Script-Driven Imagery Task
Two participants with TR-PTSD completed a Script-Driven Imagery Task adapted from Pitman et al.11, which included 60-s audio-recorded narratives (spoken by a male voice, present tense, second person) constructed from prior interviews about each patient’s most impactful traumatic experience and a separate, pleasant experience, both containing visual, auditory, emotional, and cognitive information. Ratings of distress (0 not distressing at all, 100 extremely distressing) of each script by 5 blinded raters (3 female, mean age = 30.2 years) were significantly lower for the pleasant compared with traumatic scripts for each participant (TR-PTSD 1: pleasant: mean ± s.e.m. = 4.00 ± 2.26, traumatic: mean ± s.e.m. = 88.00 ± 4.79, t(4) = 14.12, p < 0.001, 95% CI = [2.08–10.62]; TR-PTSD 2: pleasant: mean ± s.e.m. = 17.40 ± 8.53, traumatic: mean ± s.e.m. = 73.60 ± 5.19, t(4) = 13.09, p < 0.001, 95% CI = [1.92–9.85]). Each of the pleasant and traumatic imagery script trials were repeated 4 times, in a fixed order (pleasant followed by traumatic) to prevent anxiety elicited by the traumatic script from persisting during the pleasant script, as previously described by Bremner et al.35. For each trial, each participant listened to the script for 60 s, imagined the scene for another 60 s with eyes closed, followed by a 30-s recovery period. After each block of pleasant and traumatic trials, participants rated their acute PTSD symptoms that they experienced during the previous exposure on the Responses to Script-Driven Imagery Scale (RSDI)18. The Script-Driven Imagery Task was assessed at the beginning of month 2 (Pre-Stim), and during months 6, 8, and 12 (Post-Stim 1-3) for TR-PTSD 1 and at the beginning of month 2 (Pre-Stim), and during months 4, 8 and 12 (Post-Stim 1-3) for TR-PTSD 2.

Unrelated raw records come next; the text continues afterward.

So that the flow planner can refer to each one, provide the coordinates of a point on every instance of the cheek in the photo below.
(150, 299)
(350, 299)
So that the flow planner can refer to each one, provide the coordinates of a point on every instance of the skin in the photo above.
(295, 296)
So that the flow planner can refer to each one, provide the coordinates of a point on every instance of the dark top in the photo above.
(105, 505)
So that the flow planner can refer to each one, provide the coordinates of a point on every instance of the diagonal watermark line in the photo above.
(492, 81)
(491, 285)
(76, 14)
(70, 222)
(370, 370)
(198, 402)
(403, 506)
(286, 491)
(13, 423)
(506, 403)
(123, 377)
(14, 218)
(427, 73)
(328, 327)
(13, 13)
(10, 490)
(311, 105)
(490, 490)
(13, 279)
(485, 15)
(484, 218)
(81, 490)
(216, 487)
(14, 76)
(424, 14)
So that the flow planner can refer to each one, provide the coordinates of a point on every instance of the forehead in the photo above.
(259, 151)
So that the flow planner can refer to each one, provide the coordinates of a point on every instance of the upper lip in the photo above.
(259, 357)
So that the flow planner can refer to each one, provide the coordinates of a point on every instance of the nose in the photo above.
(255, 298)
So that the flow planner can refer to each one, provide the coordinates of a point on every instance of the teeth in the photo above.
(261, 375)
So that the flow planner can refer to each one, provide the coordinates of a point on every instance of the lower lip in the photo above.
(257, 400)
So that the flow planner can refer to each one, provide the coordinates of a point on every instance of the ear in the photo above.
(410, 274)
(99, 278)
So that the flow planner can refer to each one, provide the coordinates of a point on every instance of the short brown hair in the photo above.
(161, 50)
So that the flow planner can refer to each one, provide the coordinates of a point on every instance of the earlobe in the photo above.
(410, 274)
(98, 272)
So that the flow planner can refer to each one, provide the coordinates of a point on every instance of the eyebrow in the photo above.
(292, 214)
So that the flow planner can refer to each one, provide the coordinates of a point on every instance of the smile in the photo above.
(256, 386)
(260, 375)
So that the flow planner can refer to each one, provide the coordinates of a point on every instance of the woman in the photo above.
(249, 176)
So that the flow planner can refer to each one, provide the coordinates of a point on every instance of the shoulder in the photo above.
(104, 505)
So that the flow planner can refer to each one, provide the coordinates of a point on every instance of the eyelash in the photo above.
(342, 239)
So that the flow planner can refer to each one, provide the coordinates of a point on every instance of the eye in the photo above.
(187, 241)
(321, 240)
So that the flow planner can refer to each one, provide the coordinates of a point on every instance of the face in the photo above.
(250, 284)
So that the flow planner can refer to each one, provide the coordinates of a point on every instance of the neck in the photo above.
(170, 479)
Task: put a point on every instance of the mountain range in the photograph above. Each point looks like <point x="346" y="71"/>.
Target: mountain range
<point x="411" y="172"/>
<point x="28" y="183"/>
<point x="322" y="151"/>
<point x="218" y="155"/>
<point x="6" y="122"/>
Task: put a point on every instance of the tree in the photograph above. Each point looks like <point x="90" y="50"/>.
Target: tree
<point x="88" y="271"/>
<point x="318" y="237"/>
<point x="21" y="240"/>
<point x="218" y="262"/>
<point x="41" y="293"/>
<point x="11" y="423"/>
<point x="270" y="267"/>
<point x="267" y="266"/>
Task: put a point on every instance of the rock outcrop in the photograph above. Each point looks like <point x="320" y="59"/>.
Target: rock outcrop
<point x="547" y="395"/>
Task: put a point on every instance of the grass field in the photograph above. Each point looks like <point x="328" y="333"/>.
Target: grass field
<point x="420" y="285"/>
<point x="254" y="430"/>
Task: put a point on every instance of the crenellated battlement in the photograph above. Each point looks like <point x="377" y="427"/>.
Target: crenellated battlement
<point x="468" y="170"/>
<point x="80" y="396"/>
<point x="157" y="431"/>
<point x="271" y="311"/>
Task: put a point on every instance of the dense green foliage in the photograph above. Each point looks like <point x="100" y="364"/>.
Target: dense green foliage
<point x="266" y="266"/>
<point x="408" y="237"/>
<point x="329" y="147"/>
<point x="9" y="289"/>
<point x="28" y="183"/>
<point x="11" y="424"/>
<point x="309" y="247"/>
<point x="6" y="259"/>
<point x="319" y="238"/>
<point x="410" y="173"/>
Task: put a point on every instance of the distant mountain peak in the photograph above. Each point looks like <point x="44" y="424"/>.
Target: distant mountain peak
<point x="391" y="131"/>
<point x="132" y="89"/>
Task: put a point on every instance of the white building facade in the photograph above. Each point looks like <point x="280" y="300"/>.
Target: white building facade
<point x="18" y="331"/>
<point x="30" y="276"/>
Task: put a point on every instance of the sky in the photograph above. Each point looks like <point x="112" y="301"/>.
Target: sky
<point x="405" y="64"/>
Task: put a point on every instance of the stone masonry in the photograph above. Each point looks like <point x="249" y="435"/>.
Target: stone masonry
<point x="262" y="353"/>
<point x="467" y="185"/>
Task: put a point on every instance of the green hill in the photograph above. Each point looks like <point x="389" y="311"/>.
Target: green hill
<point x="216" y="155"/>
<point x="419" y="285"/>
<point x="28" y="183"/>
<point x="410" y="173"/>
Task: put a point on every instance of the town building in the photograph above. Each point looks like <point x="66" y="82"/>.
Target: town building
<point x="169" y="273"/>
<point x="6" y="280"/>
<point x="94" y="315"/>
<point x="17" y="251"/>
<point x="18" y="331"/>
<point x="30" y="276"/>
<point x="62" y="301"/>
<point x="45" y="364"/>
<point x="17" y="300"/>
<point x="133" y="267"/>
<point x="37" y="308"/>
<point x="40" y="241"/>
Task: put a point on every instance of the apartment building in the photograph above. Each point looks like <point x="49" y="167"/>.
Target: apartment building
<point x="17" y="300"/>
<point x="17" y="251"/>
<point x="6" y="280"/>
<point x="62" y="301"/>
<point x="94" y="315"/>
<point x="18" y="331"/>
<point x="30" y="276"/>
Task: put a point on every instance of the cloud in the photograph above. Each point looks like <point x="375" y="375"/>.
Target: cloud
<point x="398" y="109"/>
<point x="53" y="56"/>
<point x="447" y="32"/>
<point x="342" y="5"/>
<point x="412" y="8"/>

Tracking PTSD symptom severity
PTSD symptom severity was tracked in both TR-PTSD participants using the Clinician-Administered PTSD Scale for DMS-5 (CAPS-5)15 and the PTSD Checklist for DSM-5 (PCL-5)16. During each Clinical Assessment visit, participants rated their PTSD symptom severity on the PCL-5 questionnaire. CAPS-5 assessment interviews over the past month were administered and rated by the study psychiatrist (R.K.) and clinical psychologist (J.S.). CAPS-5 and PCL-5 scores were collected 5–6 months and 1 month before surgery (baseline 1 and 2), 1 month after surgery (before stimulation initiation) and during months 2–12 post-stimulation for a total of 14 measures in each TR-PTSD participant.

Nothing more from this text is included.